Il me restait un dernier article à publier dans la série « Démission » qui abordait la manière dont je l’ai annoncée. Ce dernier est resté longtemps dans les brouillons et il va finalement y rester. J’hésitais à le publier parce qu’il mettait en lumière les dernières raisons qui m’ont confortée dans l’envie de quitter une structure avec laquelle je ne partageais plus des valeurs. J’abordais notamment les nouvelles orientations prises, le manque de reconnaissance, la surcharge de travail. Mais également, un environnement professionnel fait d’hypocrisie, de harcèlement moral, de culpabilisation… Bref, c’est pas joli joli tout ça mais c’était mon ressenti. Presque 7 mois se sont écoulés depuis et je préfère vous faire un retour à froid sur ma démission.
Quand le corps parle…
Avant de partir, je me suis encore beaucoup investie professionnellement pour laisser le poste « clean » et préparer un document de transition le plus complet possible. Comme ce n’était pas vraiment « la bonne période » pour la direction générale, c’était la panique à bord. Du coup, BigBoss m’a demandé d’anticiper sur tout un tas de bilans/demandes de subvention/entretiens professionnels… J’étais au bord de l’épuisement professionnel depuis quelques temps mais, malgré tout, j’ai tenu bon jusqu’au bout (fierté personnelle de ne rien avoir lâché).

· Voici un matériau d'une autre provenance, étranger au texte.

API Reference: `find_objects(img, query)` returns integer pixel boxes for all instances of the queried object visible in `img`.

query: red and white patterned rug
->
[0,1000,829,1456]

J’ai quitté cette structure un mercredi soir et commencé le lundi suivant dans la nouvelle. J’ai démarré ma prise de poste sur des chapeaux de roues, bien décidée à être opérationnelle le plus rapidement possible. Et c’est là que mon corps a parlé.
Je ressentais une douleur au niveau de l’épaule depuis quelques jours que je mettais sur le compte d’un faux-mouvement au Taekfitness. A peine 3 jours après ma prise de poste, la douleur est devenue fulgurante, m’empêchant de dormir et de me servir de mon bras. Chaque mouvement déclenchait une décharge électrique et une douleur très intense.
J’ai pu consulter ma super doctoresse en urgence avec une échographie dans la foulée… Diagnostic : bursite et calcification.
Petit mot de doctoresse « Vous avez porté beaucoup trop de choses sur vos épaules ces derniers temps alors écoutez-vous maintenant, levez le pied !« .
Éviter de faire les mêmes erreurs
Me retrouver ainsi immobilisée a provoqué en moi un profond sentiment d’injustice et de colère. Bordel, pourquoi ça arrive maintenant, juste au moment où je commence un nouveau job ?
Bah, c’est simple – a du répondre mon cerveau – tu es en train de faire la même chose qu’il y a 2 ans alors on te calme tout de suite. Tu ne vas pas recommencer à travailler 12 heures par jour. Hors de question de passer tes week-end à te former pour être opérationnelle au plus vite. Tu as vu où cela t’a menée ? Pour quelle reconnaissance ? Zéro ! Pour une revalorisation de ton salaire ? Mouah ah ah ! Donc, nous, ton cerveau et ton corps, on t’enjoint de te calmer tout de suite !
Pour être calmée, j’ai bien été calmée ! Un bras en écharpe pendant une quinzaine de jours, des anti-inflammatoires et des comprimés contre la douleur, des séances de kiné pendant 2 mois pour retrouver l’usage presque complet de mon bras.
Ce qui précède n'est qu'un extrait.